(Bagas)
Aku angin,
Menerbangkanmu
Pada mimpi-mimpi masa lalu
Malam sudah larut ketika kami bertiga tiba di Surabaya. Setelah mengikuti seminar di Jakarta, saya, Sherly dan Dimas memutuskan segera pulang sesaat setelah sampai di bandara Juanda. Sayangnya Sherly terlihat sangat pucat, mungkin terlalu lelah atau entahlah. Gadis itu memang terlihat tidak fit hari itu.
Dimas sudah pulang dengan sebuah taksi menuju rumah kostnya. Sedangkan saya masih menunggu taksi berikutnya untuk Sherly. Saya tidak tega meninggalkannya sendiri. Terutama karena dia seorang perempuan dan dia sendirian. Saya akan merasa berdosa jika terjadi sesuatu yang buruk menimpanya.
Sherly sempat menolak, tapi saya memaksa mengantar. Lagi pula, jalan menuju rumahnya satu arah dengan rumah saya. Lima menit kemudian, taksi datang dan melesat cepat meninggalkan bandara, meninggalkan malam yang awalnya indah berubah kelabu.
Malam itu, entah kenapa, perasaan tidak enak mendera. Saya harus turun dari taksi dan memastikan Sherly masuk rumah dalam keadaan baik-baik saja. Saya membawakan koper kecil miliknya, namun sebelum meninggalkannya pulang, Sherly jatuh pingsan di depan rumah tepat satu langkah sebelum dia menyentuh gagang pintu.
Astgafirullah. Saya segera membopong Sherly masuk ke dalam. Rumah besar tanpa penghuni kecuali dia dan saya saat itu. Mungkin Sherly terlalu lelah atau karena sangat antusias menguruskan badan, dia jadi lupa tidak makan siang. Saya ingin tertawa karena kebodohannya tapi mengingat kami hanya berdua, saya jadi urung melakukannya. Bukan hal lucu menrtawakan orang pingsan. Tapi dia terlalu aneh akhir-akhir ini. Saya dan Dimas sempat mempertanyakan kenapa dia tiba-tiba berubah jadi gadis paling feminin di kampus? Dimas bilang, mungkin Sherly sedang mengincar salah satu dari kami. Saya terbahak mendengarnya. Kami sudah seperti saudara. Mustahil saling suka kecuali jika Dimas dan Sherly jadian, saya baru setuju. Tapi, lupakanlah. Sekarang saya harus memikirkan bagaimana caranya segera pulang sedangkan Sherly belum juga sadar.

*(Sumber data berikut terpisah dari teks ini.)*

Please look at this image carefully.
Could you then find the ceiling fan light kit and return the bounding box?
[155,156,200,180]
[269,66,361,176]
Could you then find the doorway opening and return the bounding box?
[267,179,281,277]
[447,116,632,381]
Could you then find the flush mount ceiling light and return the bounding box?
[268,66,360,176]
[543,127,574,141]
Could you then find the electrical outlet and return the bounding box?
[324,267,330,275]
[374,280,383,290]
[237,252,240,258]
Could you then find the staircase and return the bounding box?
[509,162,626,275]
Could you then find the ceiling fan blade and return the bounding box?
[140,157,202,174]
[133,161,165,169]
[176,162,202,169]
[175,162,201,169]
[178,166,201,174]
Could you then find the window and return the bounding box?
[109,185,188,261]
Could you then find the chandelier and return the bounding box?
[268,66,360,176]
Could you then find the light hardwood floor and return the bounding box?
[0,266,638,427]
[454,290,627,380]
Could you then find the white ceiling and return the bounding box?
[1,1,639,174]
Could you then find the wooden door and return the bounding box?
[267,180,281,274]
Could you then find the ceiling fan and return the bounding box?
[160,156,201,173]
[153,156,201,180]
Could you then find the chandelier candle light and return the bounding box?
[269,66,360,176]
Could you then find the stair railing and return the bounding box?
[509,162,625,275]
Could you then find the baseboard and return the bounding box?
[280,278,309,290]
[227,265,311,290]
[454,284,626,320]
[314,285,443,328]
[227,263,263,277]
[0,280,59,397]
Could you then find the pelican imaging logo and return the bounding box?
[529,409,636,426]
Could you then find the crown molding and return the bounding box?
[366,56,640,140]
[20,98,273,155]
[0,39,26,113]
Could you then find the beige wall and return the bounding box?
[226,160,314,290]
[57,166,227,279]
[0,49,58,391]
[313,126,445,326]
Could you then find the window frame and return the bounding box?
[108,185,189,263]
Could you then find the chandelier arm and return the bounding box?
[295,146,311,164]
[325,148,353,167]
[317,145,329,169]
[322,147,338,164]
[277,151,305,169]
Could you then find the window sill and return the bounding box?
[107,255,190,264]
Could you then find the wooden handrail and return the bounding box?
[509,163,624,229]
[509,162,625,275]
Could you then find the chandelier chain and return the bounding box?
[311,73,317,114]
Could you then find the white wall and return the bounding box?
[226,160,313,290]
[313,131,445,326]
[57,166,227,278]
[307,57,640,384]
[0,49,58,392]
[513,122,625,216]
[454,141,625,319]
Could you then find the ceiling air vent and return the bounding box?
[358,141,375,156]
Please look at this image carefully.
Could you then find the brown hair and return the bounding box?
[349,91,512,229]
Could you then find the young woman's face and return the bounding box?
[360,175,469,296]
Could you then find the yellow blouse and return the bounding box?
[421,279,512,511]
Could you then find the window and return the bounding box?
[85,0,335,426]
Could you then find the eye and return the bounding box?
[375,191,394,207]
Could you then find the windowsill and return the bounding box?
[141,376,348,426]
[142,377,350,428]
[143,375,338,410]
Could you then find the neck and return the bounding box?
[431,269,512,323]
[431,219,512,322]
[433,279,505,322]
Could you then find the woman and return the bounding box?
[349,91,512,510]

Sebelum Sherly siuman, saya segera membayar taksi dan menyuruhnya pergi. Mustahil saya meninggalkan Sherly sendiri. Kemustahilan yang sebenarnya sempat membuat saya ragu beberapa saat. Namun, saat kembali ke rumahnya, Sherly sudah siuman duduk di sofa sambil memegang kepalanya yang mungkin berdenyut.
Syukurlah, saya menarik napas lega. Sepertinya dia hanya kurang makan atau mungkin terlalu capek.
“Untuk apa mati-matian diet kalau akhirnya kamu jatuh sakit,” saya tertawa disambut senyum tipis darinya.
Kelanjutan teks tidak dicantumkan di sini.